Le tournoi sportif organisé à Nzérékoré ce samedi 16 novembre 2024, sous le patronage du général Mamadi Doumbouya, est décrit par les initiateurs comme une réponse directe aux attentes populaires en matière d’unité et de cohésion sociale. Mais au-delà de l’événement sportif, cet événement soulève plusieurs questions sur la conduite de la transition en Guinée et sur l’utilisation du sport comme levier politique.
Il est indéniable que cet accueil reflète une forme de soutien populaire, mais une réflexion plus poussée de cette situation nous amène à poser la question suivante : ce soutien est-il véritablement spontané et désintéressé, ou est-il le fruit d’une campagne orchestrée par le pouvoir pour légitimer son action politique ?
En effet, ces messages de soutien qui se sont multipliés tout au long du parcours du ministre peuvent être perçus comme une forme de populisme bien huilée. Le gouvernement actuel semble vouloir faire croire que la transition a non seulement l’adhésion des populations, mais aussi une légitimité populaire incontestable. Or, il est important de rappeler que le contexte de ce soutien se situe dans une période de gouvernance militaire, où les libertés politiques sont restreintes et où les canaux d’opposition sont limités. De plus, ce soutien s’inscrit dans une logique où les critiques ouvertes peuvent être perçues comme un défi au pouvoir, réduisant ainsi l’espace pour des opinions dissidentes.
Quant à l’utilisation du sport pour renforcer l’unité nationale, elle est une pratique courante dans de nombreux régimes politiques. En Guinée, ce tournoi porte le nom du président Doumbouya et semble être un moyen de renforcer son image auprès de la population. Cependant, derrière l’aspect festif de cet événement, il est légitime de se demander si la refondation du pays ne se résume pas, pour le moment, à une série de gestes spectaculaires et d’initiatives à forte visibilité.
Le tournoi Mamadi Doumbouya, bien qu’il véhicule un message de paix et de cohésion, pourrait aussi être interprété comme une tentative de détourner l’attention des véritables défis politiques notamment le retour à l’ordre constitutionnel.
À un moment où la Guinée se trouve à un carrefour historique, le rôle de Mamadi Doumbouya et de son gouvernement est scruté de près. Si le soutien populaire semble réel dans certaines régions, celui-ci est loin de refléter l’adhésion générale des Guinéens, dont une large majorité exprime des frustrations quant au respect des droits humains, la liberté d’expression et l’autorisation de manifester.
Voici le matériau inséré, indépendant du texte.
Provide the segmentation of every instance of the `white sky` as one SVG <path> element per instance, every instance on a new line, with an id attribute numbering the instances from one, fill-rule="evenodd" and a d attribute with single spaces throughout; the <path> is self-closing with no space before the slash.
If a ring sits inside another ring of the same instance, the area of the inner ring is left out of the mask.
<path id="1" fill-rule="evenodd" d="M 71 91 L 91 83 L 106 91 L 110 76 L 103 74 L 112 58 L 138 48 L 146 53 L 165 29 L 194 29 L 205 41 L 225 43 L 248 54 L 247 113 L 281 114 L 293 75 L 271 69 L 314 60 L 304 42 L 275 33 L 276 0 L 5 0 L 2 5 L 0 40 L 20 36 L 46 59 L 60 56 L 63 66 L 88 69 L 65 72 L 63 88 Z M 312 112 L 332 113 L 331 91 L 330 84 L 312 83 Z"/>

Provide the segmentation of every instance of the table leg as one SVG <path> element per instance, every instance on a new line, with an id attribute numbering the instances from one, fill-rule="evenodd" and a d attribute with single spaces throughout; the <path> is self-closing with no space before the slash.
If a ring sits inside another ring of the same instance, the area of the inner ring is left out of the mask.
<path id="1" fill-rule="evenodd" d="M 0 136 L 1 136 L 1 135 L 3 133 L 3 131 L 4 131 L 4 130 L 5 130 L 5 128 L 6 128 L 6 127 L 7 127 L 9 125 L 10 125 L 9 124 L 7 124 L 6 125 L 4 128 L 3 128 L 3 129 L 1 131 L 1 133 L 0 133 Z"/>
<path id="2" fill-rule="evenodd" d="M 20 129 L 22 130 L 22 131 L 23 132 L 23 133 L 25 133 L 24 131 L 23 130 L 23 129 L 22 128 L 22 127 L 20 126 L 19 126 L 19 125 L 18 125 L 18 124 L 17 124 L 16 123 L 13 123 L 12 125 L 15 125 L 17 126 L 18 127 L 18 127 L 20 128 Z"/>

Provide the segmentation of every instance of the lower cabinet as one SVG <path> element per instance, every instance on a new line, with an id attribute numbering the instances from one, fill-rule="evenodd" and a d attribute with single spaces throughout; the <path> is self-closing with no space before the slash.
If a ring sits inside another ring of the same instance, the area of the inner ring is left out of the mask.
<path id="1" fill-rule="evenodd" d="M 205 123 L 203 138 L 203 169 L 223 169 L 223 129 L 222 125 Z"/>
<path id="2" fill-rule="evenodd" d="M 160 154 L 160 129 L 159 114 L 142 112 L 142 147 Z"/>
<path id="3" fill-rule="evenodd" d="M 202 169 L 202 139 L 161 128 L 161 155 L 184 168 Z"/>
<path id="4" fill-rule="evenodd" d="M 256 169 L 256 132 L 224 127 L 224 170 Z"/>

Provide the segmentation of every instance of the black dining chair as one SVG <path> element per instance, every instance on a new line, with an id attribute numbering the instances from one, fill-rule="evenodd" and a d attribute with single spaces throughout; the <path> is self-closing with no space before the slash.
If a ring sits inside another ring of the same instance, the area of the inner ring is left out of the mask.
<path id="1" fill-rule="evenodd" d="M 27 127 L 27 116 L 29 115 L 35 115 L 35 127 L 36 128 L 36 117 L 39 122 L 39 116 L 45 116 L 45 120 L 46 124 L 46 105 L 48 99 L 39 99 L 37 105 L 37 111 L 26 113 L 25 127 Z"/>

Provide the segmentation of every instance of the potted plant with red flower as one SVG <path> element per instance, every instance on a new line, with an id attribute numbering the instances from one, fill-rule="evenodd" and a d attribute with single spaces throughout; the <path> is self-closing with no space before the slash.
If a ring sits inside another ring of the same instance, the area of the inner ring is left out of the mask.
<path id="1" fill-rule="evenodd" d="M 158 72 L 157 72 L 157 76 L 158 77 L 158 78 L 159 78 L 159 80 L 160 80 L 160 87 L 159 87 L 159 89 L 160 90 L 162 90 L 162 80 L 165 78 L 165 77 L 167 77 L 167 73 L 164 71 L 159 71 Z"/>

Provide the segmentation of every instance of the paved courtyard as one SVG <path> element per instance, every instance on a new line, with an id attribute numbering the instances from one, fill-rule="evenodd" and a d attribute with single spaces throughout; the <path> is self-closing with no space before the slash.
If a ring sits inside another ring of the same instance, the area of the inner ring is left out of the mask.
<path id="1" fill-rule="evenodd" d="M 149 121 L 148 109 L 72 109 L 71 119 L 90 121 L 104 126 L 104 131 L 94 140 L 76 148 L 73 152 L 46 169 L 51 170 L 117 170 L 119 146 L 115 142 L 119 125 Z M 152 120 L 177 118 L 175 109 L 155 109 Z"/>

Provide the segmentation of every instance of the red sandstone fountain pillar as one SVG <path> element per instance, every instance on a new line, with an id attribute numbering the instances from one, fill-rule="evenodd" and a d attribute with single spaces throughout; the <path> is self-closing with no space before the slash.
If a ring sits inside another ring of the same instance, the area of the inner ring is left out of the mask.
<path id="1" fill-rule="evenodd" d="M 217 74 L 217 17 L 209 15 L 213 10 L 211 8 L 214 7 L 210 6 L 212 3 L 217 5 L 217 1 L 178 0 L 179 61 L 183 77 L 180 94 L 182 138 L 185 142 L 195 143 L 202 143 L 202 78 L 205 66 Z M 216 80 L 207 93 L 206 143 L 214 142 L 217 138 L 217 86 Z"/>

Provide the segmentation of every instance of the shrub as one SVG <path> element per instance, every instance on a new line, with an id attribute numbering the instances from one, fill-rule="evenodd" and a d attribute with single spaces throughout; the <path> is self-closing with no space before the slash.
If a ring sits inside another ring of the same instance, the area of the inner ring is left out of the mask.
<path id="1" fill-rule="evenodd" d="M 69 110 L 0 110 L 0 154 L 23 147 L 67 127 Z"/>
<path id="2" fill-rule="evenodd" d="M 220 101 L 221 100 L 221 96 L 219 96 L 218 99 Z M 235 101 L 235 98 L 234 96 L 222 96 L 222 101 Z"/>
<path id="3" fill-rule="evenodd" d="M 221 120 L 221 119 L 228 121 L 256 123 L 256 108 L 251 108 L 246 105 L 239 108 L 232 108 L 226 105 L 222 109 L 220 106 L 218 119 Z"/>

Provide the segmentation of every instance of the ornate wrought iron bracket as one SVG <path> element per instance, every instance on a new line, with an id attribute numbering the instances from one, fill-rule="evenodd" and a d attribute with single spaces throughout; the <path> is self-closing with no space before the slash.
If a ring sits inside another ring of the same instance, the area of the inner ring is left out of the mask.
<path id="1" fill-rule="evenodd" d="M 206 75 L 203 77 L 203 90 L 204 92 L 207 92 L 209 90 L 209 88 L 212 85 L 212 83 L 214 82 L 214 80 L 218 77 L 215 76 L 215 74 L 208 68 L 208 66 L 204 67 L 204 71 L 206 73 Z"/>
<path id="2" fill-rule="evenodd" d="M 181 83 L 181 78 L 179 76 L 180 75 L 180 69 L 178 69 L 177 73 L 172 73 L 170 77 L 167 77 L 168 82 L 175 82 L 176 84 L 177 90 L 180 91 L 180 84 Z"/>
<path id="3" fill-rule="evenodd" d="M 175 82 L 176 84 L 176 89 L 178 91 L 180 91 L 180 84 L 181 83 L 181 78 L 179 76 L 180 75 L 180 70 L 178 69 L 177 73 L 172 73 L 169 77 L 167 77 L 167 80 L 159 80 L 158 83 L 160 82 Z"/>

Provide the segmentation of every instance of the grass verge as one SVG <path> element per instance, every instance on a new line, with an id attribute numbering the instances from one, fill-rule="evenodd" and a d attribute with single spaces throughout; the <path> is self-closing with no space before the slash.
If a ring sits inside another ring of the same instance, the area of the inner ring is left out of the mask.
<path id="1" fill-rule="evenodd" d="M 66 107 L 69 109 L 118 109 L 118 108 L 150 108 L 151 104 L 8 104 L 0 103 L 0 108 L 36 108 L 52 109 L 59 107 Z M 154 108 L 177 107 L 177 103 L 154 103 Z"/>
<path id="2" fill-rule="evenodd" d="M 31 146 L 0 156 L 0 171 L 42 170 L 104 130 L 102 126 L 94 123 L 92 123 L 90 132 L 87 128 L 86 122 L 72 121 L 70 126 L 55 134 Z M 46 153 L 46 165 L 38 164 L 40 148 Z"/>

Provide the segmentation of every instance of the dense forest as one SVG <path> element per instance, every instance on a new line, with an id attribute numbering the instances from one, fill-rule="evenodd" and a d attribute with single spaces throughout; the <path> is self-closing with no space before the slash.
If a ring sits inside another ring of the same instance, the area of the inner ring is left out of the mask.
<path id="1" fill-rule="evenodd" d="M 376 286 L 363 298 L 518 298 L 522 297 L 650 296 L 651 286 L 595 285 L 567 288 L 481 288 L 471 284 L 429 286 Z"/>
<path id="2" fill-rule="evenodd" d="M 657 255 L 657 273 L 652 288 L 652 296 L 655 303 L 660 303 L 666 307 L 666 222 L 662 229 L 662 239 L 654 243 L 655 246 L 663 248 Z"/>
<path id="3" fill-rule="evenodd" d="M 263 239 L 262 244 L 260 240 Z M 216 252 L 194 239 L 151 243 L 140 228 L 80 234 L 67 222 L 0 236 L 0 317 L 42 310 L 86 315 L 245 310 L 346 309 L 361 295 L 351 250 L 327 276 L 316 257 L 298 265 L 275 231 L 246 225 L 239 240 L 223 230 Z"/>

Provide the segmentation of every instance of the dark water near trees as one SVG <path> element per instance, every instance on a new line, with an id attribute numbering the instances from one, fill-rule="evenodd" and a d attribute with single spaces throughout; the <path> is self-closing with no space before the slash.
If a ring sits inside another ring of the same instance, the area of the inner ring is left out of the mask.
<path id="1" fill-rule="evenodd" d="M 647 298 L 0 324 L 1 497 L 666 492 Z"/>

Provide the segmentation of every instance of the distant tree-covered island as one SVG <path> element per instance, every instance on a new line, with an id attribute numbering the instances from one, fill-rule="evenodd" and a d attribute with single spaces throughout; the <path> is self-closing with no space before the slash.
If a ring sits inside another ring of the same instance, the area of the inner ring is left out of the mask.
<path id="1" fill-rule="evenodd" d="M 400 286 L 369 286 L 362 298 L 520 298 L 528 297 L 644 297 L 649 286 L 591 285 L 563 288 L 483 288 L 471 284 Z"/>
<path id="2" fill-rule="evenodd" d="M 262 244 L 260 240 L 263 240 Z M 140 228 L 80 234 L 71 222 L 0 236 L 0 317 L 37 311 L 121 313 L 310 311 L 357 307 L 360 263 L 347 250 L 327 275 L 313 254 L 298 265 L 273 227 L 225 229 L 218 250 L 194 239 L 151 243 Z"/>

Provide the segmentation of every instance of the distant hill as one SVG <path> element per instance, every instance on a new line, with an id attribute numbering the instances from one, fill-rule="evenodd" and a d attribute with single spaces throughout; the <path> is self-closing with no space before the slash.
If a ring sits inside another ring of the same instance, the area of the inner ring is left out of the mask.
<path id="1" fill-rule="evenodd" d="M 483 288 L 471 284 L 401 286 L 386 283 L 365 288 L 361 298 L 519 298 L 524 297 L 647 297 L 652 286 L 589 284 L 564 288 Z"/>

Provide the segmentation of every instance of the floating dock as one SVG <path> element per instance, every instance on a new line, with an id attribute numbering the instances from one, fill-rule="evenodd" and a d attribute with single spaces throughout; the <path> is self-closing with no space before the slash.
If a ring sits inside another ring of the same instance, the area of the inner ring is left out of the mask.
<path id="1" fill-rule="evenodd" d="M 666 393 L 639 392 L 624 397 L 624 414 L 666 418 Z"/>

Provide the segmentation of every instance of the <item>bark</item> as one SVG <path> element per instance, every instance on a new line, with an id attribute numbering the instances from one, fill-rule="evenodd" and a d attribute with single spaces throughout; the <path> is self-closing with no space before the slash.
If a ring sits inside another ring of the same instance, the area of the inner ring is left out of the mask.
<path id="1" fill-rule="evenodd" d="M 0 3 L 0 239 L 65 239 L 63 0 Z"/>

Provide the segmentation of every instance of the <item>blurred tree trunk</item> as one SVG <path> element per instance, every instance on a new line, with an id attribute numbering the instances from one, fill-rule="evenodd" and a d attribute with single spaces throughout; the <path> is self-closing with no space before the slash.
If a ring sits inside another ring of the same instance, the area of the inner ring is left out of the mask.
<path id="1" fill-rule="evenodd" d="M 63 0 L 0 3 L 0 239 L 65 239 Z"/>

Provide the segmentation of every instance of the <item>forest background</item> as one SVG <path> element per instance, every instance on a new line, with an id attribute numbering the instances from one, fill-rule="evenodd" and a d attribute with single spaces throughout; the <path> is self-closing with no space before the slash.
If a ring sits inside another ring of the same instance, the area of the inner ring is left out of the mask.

De plus, alors que le pays traverse une période de transition politique, la question du retour à l’ordre constitutionnel reste sans réponse claire. Les promesses de la junte de restituer le pouvoir aux civils après des élections démocratiques ne sont pas encore tenues, et la prolongation du mandat militaire soulève des inquiétudes sur la volonté réelle du président Doumbouya de respecter les engagements pris devant la communauté internationale et les Guinéens.
Il est important de se demander si de tels événements peuvent véritablement résoudre les fractures sociales et ethniques qui traversent la Guinée. Le sport, bien qu’efficace pour créer des liens temporaires, ne constitue pas en soi une solution aux divisions profondes du pays. Il peut certes contribuer à un climat de paix, mais la réconciliation durable exige des efforts politiques de fond, comme la révision des institutions, la mise en place d’un système judiciaire impartial et le rétablissement de l’état de droit.
Si cet événement illustre une volonté de renforcer la cohésion sociale et d’associer les populations aux projets de la transition, il reste également un moyen pour le pouvoir en place de soigner son image et de consolider son soutien populaire. Toutefois, à long terme, ce sont les résultats concrets en matière de réformes politiques et économiques qui détermineront si la Guinée est véritablement sur la voie de la refondation, ou si l’on se trouve face à un exercice de légitimation d’un pouvoir militaire à travers des initiatives spectaculaires mais insuffisantes.